Considering the environmental sensitivity of the site, Mr Zang asked whether it would be wiser to provide a sewer connection for 80 multifamily units, or to have multiple individual septic systems used by potential individual homes.

Mr Knowlton said he expects that the 52-acre site would be eventually developed in some manner.

Letter

In a February 10 letter to the WPCA, Mr Hall writes that because the site is in the APD, applicable zoning regulations would limit the number of dwellings to 26 that could use a large-scale septic system. “Accordingly, if the project is to be built as proposed (with 80 units), a sewer connection is necessary,” Mr Hall adds.

Mr Hall lists a series of reasons why a new 80-unit complex would benefit the town.

The project would provide living quarters for people who do not want to maintain single-family residences, but want to continue living in Newtown, he said.

The project would economically benefit the town, he adds, stating that the cost of public services required by people over age 55 would be outweighed by the property taxes generated by such a complex.

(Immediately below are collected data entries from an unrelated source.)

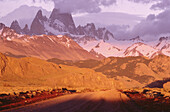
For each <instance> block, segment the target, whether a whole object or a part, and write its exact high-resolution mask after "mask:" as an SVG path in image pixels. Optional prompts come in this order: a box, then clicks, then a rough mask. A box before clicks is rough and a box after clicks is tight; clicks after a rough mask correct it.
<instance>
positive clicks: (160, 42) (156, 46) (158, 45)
mask: <svg viewBox="0 0 170 112" xmlns="http://www.w3.org/2000/svg"><path fill="white" fill-rule="evenodd" d="M168 44H170V37H161V38H160V39H159V42H158V44H157V45H156V46H155V48H157V49H162V48H163V47H164V46H165V45H168Z"/></svg>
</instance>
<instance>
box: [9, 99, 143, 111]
mask: <svg viewBox="0 0 170 112" xmlns="http://www.w3.org/2000/svg"><path fill="white" fill-rule="evenodd" d="M138 110H141V109H139V108H136V106H134V105H132V102H129V101H127V102H126V103H124V102H122V101H114V102H110V101H106V100H104V99H100V100H91V99H78V98H76V99H72V100H67V101H63V102H62V103H56V102H55V100H50V101H48V102H44V103H43V104H34V105H33V106H31V105H30V106H27V107H22V108H18V109H16V110H14V111H10V112H30V111H31V112H137V111H138ZM140 112H146V111H140Z"/></svg>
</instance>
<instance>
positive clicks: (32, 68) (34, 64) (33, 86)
mask: <svg viewBox="0 0 170 112" xmlns="http://www.w3.org/2000/svg"><path fill="white" fill-rule="evenodd" d="M0 77H1V78H0V82H1V84H0V88H1V92H4V91H5V90H6V89H8V88H9V89H12V90H9V89H8V92H11V93H12V92H13V90H15V92H17V91H19V92H21V90H20V89H21V88H23V89H24V88H27V90H28V89H30V88H31V89H32V90H34V89H35V90H37V89H38V87H39V88H40V87H41V88H47V87H51V88H52V87H53V88H54V87H67V88H68V87H69V88H79V89H83V88H84V89H85V88H86V89H87V88H89V89H102V88H106V89H107V88H108V89H110V88H115V85H116V81H115V80H114V79H108V78H107V77H106V76H105V75H103V74H102V73H97V72H95V71H94V70H91V69H87V68H78V67H74V66H66V65H61V64H60V65H57V64H53V63H51V62H47V61H45V60H41V59H38V58H32V57H25V58H19V59H17V58H11V57H7V56H5V55H3V54H2V53H0ZM21 85H22V86H21Z"/></svg>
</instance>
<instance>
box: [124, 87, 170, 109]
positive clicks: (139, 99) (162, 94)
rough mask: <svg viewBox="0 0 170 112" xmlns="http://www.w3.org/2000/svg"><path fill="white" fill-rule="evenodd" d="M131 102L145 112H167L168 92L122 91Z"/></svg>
mask: <svg viewBox="0 0 170 112" xmlns="http://www.w3.org/2000/svg"><path fill="white" fill-rule="evenodd" d="M122 92H123V93H125V94H126V95H127V96H128V97H129V98H130V99H131V100H133V101H134V102H135V103H136V104H137V105H138V106H139V107H141V108H142V109H143V110H144V111H146V112H153V111H154V112H169V110H170V92H169V90H168V91H165V90H164V89H158V88H155V89H150V88H143V89H131V90H123V91H122Z"/></svg>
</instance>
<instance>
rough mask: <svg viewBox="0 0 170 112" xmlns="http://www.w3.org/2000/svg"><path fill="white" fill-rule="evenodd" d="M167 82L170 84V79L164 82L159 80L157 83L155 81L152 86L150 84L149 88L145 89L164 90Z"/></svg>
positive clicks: (147, 86)
mask: <svg viewBox="0 0 170 112" xmlns="http://www.w3.org/2000/svg"><path fill="white" fill-rule="evenodd" d="M167 82H170V78H166V79H163V80H157V81H154V82H152V83H150V84H148V85H147V86H145V87H149V88H163V85H164V84H165V83H167Z"/></svg>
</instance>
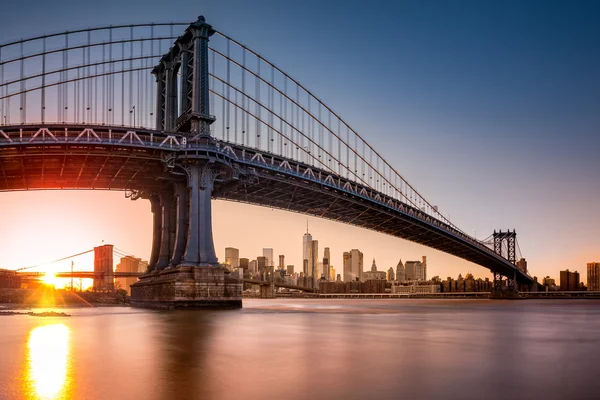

Allowing an 80-unit complex to connect to the sewer system would prevent the prospect of an approximately 20-home conventional subdivision, involving road construction, septic system installation and general development of the terrain, Mr Hall adds. The lawyer states that he expects that much less of the site would be disturbed by an 80-unit multifamily complex than by a potential single-family home subdivision.

In the past, the WPCA has approved some, but not all, requests for sewer connections for multifamily development.

Public sewers and public water lines that serve Newtown High School are located beneath Oakview Road, along the frontage of the development site. Toll Bothers would need to convince the WPCA to expand the dimensions of the town’s sewer district for the complex to gain sewer service.

The site that Toll Brothers wants to develop lies between Oakview Road and the Pootatuck River. Toll Brothers holds a purchase option on the acreage from Watkins Brothers Development Corp, and others.

In a letter to the P&Z, Mr Hall wrote that a traffic study performed for the developer found that the proposed complex would not cause traffic congestion on Oakview Road, nor create a traffic hazard there. Toll Brothers is willing to widen and improve some narrow sections of Oakview Road in connection with the project, according to Mr Hall.

Until several years ago, Oakview Road was unpaved. Oakview Road links Berkshire Road to Wasserman Way. The narrow, curving, hilly Oakview Road passes directly behind the high school’s new athletic field complex. The street contains about a dozen residences.